Sunday, November 6, 2011

Staying Awake

Reflections by David Wellman
From Tel Aviv, Sunday, November 6

I love the Qur'an for many reasons, one of them being because it contains stories that include members of all three Abrahamic traditions - sometimes even together. Sura 18 or Sura al-Khaf (The Cave) is one such example. It includes the account of The Seven Sleepers, which is drawn from a story that originally was about a group of Christians who go to sleep in a cave in 3rd century Turkey, during the time of Rome's persecution of Christians.

Graffiti in Jaffo
The seven young believers go to sleep while being protected by the khidr - a  dog who lies across the mouth of the cave. The khidr is an angel of God in disguise or a trickster figure depending on which interpretation you prefer. What really matters is that God offers spiritual protection to the community of believers who find themselves in dangerous and frightening circumstances.

The sleepers remain asleep for two centuries, and finally wake up to a world where it is now safe to be a Christian, Rome having adopted Christianity and abandoned the persecution of Christians.

In the Qur'an, this Christian story becomes one about Muslims, but the story is the same. Here is what the Qur'an describes in ayat 18:18: "And you would have thought them awake when they were asleep. And we turned them on their right and on their left sides, and their dog stretching forth his forelegs across the entrance of the cave. Had you looked at them, you would certainly have turned back from them in flight, and would certainly have been filled with awe of them."

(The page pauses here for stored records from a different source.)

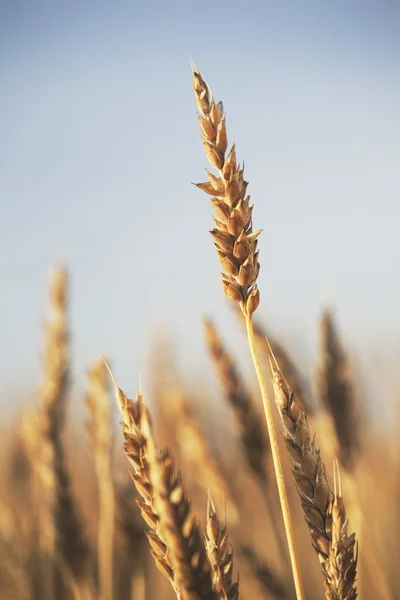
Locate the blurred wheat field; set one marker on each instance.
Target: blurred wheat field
(194, 513)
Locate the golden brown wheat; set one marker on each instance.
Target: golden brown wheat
(220, 556)
(320, 509)
(99, 427)
(236, 246)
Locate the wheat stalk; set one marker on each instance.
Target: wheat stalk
(99, 427)
(323, 512)
(61, 530)
(336, 391)
(266, 576)
(236, 246)
(135, 417)
(254, 441)
(220, 556)
(174, 537)
(341, 566)
(255, 444)
(191, 439)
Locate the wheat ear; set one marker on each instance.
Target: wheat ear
(266, 576)
(341, 566)
(236, 246)
(175, 538)
(220, 556)
(61, 529)
(254, 441)
(134, 419)
(321, 510)
(336, 391)
(99, 428)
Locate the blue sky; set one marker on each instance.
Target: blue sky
(99, 145)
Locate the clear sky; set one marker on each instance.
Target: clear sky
(99, 144)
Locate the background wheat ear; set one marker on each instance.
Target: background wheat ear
(61, 530)
(337, 392)
(323, 511)
(220, 556)
(236, 246)
(99, 428)
(175, 539)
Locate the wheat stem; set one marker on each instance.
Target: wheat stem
(287, 519)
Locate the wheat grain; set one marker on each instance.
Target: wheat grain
(341, 566)
(254, 441)
(220, 556)
(61, 529)
(324, 513)
(336, 390)
(236, 246)
(99, 427)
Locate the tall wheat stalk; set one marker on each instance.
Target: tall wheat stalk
(99, 427)
(61, 531)
(324, 513)
(236, 246)
(175, 537)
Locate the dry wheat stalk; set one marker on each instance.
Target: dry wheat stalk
(220, 556)
(286, 365)
(180, 552)
(336, 391)
(136, 446)
(264, 574)
(14, 576)
(99, 427)
(192, 573)
(254, 441)
(133, 555)
(320, 508)
(236, 246)
(234, 239)
(341, 566)
(189, 435)
(61, 528)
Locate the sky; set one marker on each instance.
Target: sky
(99, 144)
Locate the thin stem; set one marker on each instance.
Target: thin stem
(287, 519)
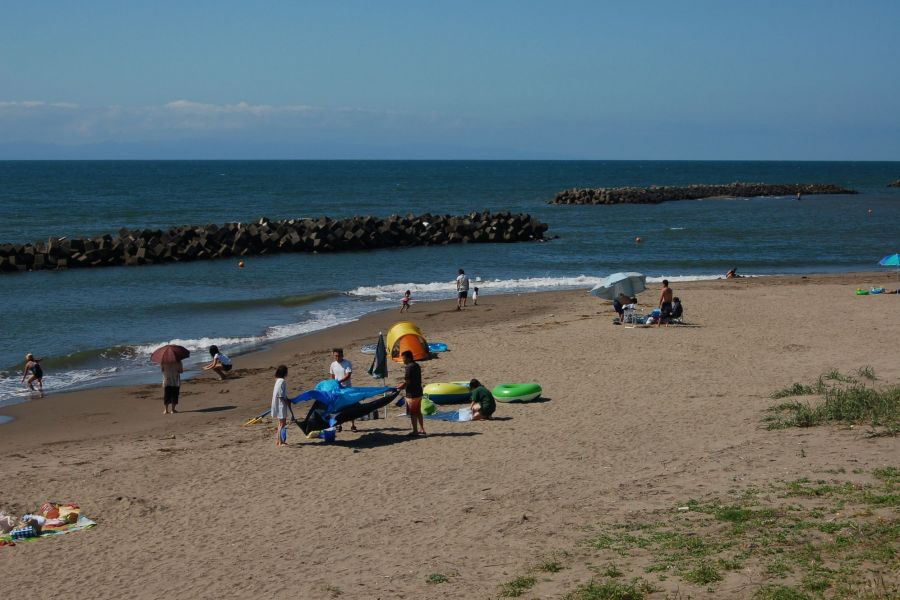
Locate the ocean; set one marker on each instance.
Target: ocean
(98, 326)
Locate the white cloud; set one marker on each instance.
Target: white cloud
(68, 123)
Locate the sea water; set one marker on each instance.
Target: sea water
(100, 325)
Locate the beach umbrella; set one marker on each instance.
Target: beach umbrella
(629, 284)
(169, 353)
(378, 370)
(891, 260)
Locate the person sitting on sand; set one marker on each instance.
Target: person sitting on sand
(33, 372)
(412, 384)
(221, 364)
(620, 303)
(483, 405)
(280, 409)
(665, 303)
(404, 302)
(341, 370)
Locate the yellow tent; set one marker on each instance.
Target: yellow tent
(406, 335)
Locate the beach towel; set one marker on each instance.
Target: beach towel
(59, 526)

My midrash on this passage is this: we are spiritually protected by God - all of us - when we live our lives as communities of believers. Such communities, I am convinced, become even stronger when they contain believers from more than one tradition.

Of course, the sleepers in the cave must eventually wake up, and that is what we as a group of Jews, Christians and Muslims did in a profound and arresting way when we visited Hebron.

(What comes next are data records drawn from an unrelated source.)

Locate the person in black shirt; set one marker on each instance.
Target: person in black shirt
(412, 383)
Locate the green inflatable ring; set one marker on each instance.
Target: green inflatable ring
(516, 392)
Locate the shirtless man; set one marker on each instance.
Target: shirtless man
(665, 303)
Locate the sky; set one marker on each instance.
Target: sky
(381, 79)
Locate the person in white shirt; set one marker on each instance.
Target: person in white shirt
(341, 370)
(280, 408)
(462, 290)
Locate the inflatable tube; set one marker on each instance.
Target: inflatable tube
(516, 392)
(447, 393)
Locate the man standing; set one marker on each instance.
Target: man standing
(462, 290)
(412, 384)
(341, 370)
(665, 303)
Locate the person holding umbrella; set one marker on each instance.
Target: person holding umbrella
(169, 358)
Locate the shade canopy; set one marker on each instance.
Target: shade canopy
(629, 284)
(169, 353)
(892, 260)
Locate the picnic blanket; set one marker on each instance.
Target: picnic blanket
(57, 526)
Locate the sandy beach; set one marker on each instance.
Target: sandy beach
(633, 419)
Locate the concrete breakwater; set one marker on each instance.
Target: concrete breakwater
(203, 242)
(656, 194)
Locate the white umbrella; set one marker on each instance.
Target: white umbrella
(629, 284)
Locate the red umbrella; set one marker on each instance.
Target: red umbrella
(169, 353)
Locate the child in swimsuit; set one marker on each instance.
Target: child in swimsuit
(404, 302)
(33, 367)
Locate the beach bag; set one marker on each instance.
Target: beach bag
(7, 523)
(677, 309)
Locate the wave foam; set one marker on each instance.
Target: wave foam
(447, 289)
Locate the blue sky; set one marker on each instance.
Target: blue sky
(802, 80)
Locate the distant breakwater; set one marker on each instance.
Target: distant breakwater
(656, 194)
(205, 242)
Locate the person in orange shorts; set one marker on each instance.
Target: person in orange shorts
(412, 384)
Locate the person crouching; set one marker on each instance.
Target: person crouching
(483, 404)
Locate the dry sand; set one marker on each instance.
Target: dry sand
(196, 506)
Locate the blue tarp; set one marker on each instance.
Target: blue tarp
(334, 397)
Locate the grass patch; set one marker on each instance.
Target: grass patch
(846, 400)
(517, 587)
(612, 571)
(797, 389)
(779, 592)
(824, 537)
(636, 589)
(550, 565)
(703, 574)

A very wise woman once told me that when we wake up, it is often in the middle of a train wreck, and in waking up we are presented with two clear choices: we can either stand transfixed and mesmerized by the wreck - it's dimensions, it's horror and it's subsequent seductiveness - or we can choose to stay awake and keep moving as we become agents of change in the world - and as a result of our service, in our own lives. But we can't do any of this if we don't choose to stay awake once we've woken up.

Palestinian youth singing their hearts out!
Augustine of Hippo wrote that the life of the believer is one of a long process of healing. In Hebron we saw what comes of living in shadow: a shadow that contains delusions based on false narratives and a collective  unwillingness to wake up from an ongoing and unfolding nightmare of hate, fear, guilt and retribution. It is a cycle that will persist unless it is powerfully interrupted, either by the sleepers themselves or by others who can see through shadow.

How are we to best be agents of healing in the world? Through what means can we wake up to the fact that our own healing is contingent on our willingness to be agents of healing in the lives of others? This is my prayer: Dear God, teach us how to be agents of such healing!

One of my greatest heroes is the German Lutheran pastor Dietrich Bonhoeffer, who was murdered in the Flossenburg concentration camp for helping Jews to escape Germany and for establishing an underground set of seminaries to train ministers who could be respected in a post-war Germany. Bonhoeffer's christology (the way a theologian describes who and what Jesus is) is my absolute favorite. He said it was what Jesus did and not what he ontologically was that most distinguished him. Bonhoeffer described Jesus simply as "the man for others," who revealed himself to his neighbors as an audacious risk taker on behalf of those who lived on the underside.  As a result, Jesus became the most profound type of fearless healer.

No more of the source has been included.